Bruce Wayne is known to comic book fans for his dark secrets, the most prominent of which is that he's ... you know, Batman. But this month's issue of Batman revealed another secret, one that even Bruce didn't know about, that could have huge consequences for the Bat-mythos as a whole. SPOILERS AHEAD!

In Batman #10, written by Scott Snyder and drawn by Greg Capullo, the Dark Knight is in the midst of a full-scale war with the Court of Owls, a shadowy organization that's been secretly running Gotham City since time immemorial. The trail leads him to the crumbling Willowwood Asylum, where he runs into Lincoln March, a Gotham mayoral candidate who was thought to be dead by the Court's hand.

Only Lincoln March isn't really Lincoln March. Check out this panel from the issue (click to enlarge):

That's right. Batman's got a brother, a crazy brother institutionalized as a baby, abandoned by the family upon Thomas and Martha Wayne's death and taken in by the Court of Owls, who raised him to be a killer.
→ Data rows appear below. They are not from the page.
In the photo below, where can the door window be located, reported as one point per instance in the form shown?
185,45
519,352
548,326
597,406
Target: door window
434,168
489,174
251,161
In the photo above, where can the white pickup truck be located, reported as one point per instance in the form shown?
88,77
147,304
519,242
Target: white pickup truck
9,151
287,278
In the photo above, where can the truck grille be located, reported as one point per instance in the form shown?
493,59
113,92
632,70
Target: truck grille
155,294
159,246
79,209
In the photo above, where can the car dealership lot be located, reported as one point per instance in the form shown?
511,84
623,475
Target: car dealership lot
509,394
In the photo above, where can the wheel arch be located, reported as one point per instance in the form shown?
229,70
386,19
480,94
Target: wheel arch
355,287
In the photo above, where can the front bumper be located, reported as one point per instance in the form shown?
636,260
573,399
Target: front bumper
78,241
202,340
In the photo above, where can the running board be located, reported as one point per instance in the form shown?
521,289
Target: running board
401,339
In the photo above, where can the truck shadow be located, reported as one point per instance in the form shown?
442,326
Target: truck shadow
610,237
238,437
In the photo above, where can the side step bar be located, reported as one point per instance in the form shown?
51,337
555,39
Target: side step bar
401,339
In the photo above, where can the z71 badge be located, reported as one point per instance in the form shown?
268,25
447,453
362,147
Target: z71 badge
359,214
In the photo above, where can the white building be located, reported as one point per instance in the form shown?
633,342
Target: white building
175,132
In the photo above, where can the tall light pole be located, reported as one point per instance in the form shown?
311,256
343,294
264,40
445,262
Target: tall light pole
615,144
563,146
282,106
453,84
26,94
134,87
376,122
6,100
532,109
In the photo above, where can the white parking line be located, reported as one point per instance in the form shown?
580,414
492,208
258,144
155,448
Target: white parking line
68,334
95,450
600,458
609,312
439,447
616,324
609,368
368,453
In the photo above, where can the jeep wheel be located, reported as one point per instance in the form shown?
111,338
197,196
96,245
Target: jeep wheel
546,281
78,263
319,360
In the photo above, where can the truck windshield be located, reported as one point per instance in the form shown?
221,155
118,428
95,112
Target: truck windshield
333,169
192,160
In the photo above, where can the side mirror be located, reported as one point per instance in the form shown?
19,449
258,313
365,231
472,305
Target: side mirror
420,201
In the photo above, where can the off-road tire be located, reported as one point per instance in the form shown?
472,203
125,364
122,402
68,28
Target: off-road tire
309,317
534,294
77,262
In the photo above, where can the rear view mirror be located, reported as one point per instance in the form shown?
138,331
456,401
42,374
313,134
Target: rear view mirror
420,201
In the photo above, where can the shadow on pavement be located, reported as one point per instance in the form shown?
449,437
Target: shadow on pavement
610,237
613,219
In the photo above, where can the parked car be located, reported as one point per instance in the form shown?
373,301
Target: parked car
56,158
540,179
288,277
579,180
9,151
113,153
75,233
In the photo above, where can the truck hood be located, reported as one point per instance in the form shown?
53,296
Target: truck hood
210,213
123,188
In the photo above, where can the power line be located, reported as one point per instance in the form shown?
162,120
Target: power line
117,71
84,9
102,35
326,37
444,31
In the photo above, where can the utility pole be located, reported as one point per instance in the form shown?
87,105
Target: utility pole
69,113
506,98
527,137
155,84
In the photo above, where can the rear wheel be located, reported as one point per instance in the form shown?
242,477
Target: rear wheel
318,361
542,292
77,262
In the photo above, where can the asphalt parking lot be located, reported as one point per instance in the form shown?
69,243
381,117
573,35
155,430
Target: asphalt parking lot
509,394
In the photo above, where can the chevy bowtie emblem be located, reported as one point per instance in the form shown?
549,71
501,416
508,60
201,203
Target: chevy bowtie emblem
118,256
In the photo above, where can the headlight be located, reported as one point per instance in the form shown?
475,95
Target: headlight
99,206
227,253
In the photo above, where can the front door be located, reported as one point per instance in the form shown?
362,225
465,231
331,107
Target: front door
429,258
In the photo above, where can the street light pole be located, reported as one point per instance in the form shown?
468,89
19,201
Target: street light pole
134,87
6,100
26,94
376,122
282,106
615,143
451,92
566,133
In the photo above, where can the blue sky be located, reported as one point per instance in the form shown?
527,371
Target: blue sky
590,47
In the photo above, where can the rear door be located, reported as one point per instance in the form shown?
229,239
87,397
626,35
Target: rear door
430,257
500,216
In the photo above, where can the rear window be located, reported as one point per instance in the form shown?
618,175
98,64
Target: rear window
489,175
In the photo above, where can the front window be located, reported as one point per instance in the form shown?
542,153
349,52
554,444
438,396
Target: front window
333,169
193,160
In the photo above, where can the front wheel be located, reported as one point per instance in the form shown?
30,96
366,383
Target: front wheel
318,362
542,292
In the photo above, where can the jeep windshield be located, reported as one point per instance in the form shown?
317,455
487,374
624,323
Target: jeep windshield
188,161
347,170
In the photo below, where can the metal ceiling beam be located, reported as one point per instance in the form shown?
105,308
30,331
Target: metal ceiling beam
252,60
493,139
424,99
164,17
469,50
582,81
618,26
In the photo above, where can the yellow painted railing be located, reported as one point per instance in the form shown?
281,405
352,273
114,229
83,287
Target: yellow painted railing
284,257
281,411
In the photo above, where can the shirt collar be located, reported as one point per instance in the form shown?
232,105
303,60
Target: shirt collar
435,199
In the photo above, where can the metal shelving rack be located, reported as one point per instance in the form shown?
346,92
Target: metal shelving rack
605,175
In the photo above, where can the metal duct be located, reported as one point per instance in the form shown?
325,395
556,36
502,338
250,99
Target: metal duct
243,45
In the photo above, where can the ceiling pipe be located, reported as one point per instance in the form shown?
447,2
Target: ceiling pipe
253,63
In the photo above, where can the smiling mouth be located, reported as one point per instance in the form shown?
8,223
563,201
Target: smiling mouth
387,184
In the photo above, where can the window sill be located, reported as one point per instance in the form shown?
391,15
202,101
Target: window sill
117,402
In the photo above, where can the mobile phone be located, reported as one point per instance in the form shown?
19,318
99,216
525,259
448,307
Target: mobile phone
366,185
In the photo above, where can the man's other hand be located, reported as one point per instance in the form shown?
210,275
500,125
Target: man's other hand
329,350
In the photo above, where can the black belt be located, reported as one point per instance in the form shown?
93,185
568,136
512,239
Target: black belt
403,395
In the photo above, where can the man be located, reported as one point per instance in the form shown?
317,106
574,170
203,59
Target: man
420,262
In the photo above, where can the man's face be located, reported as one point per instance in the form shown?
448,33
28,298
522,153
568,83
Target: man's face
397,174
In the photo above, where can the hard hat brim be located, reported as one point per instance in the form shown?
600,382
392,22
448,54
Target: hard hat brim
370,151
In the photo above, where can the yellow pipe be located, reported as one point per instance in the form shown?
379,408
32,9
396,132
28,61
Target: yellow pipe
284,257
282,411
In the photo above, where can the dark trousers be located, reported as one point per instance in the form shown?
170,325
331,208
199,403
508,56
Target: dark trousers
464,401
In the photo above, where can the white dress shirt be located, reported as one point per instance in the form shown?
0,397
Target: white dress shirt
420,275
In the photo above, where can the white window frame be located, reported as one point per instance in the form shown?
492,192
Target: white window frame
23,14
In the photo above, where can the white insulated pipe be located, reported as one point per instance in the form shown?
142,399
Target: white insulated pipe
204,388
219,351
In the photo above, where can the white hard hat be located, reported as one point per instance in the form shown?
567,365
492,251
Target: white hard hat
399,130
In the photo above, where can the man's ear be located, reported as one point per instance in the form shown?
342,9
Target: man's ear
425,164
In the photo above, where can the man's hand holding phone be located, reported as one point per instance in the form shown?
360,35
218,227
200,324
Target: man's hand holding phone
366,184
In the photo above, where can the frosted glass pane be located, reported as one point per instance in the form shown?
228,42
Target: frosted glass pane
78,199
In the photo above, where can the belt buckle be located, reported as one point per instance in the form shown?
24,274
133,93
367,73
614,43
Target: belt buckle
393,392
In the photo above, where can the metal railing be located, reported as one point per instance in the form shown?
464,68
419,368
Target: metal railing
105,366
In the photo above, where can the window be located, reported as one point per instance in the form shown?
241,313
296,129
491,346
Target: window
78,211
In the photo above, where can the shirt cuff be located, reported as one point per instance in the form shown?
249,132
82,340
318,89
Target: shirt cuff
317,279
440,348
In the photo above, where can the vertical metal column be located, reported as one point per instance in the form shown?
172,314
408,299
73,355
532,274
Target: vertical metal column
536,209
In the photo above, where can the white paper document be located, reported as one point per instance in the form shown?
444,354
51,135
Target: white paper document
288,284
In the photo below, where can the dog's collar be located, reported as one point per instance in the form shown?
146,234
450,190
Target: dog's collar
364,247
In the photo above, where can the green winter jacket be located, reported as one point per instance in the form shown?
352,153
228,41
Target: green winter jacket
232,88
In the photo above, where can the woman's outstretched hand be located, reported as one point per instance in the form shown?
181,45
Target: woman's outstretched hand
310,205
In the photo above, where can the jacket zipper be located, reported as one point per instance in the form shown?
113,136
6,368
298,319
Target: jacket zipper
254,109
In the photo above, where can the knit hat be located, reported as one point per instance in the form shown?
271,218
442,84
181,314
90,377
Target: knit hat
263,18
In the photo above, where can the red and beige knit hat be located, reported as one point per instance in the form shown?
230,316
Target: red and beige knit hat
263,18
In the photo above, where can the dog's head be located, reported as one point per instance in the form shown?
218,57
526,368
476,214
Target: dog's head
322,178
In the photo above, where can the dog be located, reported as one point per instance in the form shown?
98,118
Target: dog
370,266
As big of a shocker as this might be to modern Bat-fans, it's actually not unprecedented. Thomas Wayne Jr. first popped up in a pair of World's Finest Comics issues back in 1974. In that story he was also institutionalized by his parents after a boyhood car accident left him permanently injured, and he came back as an assassin manipulated by another villain. He eventually died taking a bullet for his long-lost brother, and the story was largely forgotten.

As Peter S. Svensson notes over at Bleeding Cool, the World's Finest appearance of Thomas Jr. came before Alfred became Bruce Wayne's lifelong father figure. In those years, Alfred was just a butler hired by Bruce in adulthood. It wasn't until Frank Miller's Batman: Year One in 1987 that Alfred's status as Bruce's childhood guardian became a firmly established part of Batman's backstory. That means that the first appearance of Thomas as Bruce's secret brother was in a way much more plausible than Snyder's, which requires Alfred either to have withheld the information from Bruce or to have somehow been kept in the dark by the Waynes.

Of course, there's also always the chance that Batman doesn't actually have a brother, and this is all a clever supervillain ploy. But if it is true, what other secrets could Bruce Wayne's parents have been keeping? We'll see where Snyder's story takes us.